The organization owes its gratitude to the shipwrights, volunteers and supporters who have worked countless hours to see this project come to fruition.
Welin said the most expensive renovation, which was completed a few years ago, was the rebuilding of the hull and deck. That work was done in about five stages as the organization began fund-raising in 1994.
The remaining money to be raised — about $100,000 — is to finish the various “systems,” like electrical and navigation systems. The nonprofit will then look to create an endowment for future maintenance.
The last elements to be completed are the rebuilding of the fo’c’sle, galley and captain’s cabin, for which there is still the original paneling. This work is slated for the winter.
Jeff Thomas, the grandson of the captain who built the boat, is elated that the schooner is sailing again, and wanted to give credit to the power of two women — Beth Welin and Joanne Souza — who have been part of the greater effort to restore the vessel.
He noted that the history of the schooner rested in the hands of so many men.
“The schooner was named by a 15-year old boy — Gordon Thomas, the son of the captain — and so named because he said ‘fishing was an adventure,’” Jeff Thomas recalled. “The schooner was sailed by men, the captains and dorymen for many years. When her fishing life was over, it was turned over to another man for her passenger sailing era.
“Then who comes along, Beth (Welin) and Joanne (Main), and my god, they are responsible for helping to finish the restoration with their work,” he continued.

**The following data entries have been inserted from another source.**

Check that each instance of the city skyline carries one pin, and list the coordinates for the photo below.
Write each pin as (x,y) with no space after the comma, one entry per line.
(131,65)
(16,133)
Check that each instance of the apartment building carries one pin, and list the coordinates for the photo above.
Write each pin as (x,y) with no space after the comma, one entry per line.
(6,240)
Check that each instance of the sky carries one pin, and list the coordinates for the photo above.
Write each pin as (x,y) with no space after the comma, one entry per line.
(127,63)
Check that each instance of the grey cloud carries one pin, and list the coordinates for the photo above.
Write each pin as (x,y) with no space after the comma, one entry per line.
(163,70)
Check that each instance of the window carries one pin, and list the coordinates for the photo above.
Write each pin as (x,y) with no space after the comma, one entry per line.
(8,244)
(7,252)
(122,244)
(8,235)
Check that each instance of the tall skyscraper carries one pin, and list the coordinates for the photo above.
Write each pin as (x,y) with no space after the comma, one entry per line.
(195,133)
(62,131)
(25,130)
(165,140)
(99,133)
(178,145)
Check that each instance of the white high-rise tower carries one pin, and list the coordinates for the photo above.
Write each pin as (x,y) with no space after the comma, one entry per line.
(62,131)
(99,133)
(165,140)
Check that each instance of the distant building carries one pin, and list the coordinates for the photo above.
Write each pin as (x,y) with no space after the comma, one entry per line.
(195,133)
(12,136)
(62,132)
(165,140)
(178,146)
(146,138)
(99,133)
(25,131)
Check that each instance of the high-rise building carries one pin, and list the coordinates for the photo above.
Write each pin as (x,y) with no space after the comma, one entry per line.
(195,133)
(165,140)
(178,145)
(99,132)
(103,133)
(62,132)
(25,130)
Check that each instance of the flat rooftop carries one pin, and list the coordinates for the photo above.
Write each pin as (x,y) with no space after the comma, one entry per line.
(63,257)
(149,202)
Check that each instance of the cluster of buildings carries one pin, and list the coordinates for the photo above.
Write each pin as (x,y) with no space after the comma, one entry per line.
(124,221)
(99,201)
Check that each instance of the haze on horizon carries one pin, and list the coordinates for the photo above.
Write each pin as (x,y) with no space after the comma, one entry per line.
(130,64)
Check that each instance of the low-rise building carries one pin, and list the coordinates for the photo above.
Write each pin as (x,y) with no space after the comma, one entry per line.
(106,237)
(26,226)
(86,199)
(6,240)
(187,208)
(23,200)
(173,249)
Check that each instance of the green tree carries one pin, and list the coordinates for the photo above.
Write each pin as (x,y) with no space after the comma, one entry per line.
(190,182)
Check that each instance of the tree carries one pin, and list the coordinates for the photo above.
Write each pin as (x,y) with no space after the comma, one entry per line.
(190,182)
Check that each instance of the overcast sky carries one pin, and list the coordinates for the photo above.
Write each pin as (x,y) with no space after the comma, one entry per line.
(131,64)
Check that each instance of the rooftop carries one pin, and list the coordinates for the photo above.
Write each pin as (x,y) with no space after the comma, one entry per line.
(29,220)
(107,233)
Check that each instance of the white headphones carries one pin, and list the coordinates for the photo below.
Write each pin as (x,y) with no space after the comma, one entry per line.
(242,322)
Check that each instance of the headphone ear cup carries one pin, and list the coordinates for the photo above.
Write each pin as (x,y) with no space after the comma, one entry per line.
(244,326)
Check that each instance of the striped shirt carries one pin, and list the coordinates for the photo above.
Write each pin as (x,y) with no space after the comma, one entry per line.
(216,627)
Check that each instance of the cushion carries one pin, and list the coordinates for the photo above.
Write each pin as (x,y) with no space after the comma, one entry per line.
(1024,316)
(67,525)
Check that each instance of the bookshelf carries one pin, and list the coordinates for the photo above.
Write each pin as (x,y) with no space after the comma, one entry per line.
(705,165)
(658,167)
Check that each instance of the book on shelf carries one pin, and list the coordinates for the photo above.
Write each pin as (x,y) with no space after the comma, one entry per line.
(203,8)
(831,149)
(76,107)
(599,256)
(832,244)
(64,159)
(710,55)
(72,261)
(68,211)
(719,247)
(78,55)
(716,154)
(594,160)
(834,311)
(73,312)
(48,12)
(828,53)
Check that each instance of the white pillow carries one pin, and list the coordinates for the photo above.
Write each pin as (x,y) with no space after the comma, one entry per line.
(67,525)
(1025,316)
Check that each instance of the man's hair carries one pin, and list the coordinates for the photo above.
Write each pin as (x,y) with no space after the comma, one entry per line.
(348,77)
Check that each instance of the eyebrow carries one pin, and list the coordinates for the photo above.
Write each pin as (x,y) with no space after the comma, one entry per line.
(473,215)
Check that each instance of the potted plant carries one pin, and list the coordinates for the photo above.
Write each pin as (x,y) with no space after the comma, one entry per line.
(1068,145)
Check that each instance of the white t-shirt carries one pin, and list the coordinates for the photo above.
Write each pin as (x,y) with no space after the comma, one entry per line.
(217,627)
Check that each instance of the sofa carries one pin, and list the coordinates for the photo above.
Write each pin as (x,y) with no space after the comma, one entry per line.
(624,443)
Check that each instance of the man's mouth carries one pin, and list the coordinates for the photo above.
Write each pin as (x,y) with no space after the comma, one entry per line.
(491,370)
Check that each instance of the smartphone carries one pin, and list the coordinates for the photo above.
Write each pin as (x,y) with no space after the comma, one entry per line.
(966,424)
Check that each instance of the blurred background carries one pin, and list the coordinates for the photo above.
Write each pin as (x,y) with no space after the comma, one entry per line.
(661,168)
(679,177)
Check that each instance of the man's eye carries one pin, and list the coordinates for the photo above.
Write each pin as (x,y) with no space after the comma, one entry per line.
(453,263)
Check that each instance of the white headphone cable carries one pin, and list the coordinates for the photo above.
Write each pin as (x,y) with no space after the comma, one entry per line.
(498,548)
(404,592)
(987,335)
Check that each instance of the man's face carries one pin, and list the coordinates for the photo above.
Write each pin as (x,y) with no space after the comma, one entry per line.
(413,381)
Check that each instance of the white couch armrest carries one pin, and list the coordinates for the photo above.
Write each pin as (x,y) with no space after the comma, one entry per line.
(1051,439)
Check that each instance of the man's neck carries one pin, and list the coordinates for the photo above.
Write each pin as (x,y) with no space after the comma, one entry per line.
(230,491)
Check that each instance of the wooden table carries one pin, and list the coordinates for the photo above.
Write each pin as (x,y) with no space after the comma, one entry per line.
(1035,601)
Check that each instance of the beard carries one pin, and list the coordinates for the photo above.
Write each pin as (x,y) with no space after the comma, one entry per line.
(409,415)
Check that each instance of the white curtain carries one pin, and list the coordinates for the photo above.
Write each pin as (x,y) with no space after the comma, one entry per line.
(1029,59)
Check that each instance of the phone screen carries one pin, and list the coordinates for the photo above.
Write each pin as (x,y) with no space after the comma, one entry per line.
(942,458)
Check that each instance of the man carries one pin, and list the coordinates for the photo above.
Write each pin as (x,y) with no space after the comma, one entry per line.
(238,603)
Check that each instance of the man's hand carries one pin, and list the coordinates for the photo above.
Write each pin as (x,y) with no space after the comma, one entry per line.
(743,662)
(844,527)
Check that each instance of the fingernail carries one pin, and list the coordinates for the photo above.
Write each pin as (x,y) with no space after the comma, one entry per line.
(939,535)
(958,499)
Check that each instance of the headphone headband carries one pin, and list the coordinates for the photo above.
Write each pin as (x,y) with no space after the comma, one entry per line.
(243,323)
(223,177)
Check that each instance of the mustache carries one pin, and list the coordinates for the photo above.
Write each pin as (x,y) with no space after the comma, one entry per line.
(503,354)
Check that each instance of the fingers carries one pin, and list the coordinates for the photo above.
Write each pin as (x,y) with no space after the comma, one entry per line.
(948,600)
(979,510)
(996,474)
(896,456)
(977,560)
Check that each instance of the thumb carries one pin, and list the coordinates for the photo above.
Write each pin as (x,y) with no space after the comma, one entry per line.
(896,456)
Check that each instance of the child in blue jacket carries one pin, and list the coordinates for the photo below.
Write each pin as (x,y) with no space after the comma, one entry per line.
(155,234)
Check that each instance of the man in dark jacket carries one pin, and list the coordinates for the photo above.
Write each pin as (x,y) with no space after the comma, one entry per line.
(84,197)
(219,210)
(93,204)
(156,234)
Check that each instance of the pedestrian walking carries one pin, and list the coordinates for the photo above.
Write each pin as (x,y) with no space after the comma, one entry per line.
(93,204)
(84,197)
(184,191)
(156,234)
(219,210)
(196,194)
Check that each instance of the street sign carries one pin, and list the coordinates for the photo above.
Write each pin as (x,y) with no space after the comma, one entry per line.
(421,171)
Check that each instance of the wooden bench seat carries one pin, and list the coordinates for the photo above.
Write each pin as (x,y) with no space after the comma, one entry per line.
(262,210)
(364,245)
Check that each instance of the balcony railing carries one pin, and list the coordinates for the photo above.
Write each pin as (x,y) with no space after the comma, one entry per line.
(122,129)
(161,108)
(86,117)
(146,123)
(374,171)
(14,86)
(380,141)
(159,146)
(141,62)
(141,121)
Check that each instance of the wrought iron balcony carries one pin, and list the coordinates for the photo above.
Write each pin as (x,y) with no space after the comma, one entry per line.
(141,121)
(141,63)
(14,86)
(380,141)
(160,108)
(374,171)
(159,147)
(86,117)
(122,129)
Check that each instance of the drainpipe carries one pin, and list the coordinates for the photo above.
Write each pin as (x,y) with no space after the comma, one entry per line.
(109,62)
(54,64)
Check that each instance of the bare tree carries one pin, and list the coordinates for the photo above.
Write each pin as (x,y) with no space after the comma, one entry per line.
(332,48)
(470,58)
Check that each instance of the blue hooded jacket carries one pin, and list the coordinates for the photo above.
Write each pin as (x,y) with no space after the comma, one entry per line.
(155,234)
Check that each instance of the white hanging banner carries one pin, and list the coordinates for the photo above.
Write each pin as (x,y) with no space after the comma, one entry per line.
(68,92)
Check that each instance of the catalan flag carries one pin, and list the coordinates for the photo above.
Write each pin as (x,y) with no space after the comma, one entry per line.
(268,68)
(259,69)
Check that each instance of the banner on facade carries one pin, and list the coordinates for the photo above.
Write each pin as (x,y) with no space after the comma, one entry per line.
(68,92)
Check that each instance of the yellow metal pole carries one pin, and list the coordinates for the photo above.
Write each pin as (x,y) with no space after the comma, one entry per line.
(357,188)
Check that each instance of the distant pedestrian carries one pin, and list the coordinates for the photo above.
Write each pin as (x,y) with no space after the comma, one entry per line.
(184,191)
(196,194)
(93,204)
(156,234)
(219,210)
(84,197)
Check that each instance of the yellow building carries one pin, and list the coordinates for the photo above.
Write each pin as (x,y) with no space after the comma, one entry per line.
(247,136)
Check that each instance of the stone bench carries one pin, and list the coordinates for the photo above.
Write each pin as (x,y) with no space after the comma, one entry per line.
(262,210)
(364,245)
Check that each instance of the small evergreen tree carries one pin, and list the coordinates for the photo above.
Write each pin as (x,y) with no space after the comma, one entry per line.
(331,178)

The women also published a children’s book that is selling well, Thomas noted, and they have secured many grants.
“Overall,” he said, “these two women are bringing the schooner Adventure, this national historic treasure, into her third life -- and I want to recognize them for all they have done.”
Main said that, like raising a sail of a tall ship, the restoration efforts have always been a group effort and she applauded the work of Bill Holmes, and the team he has pulled together.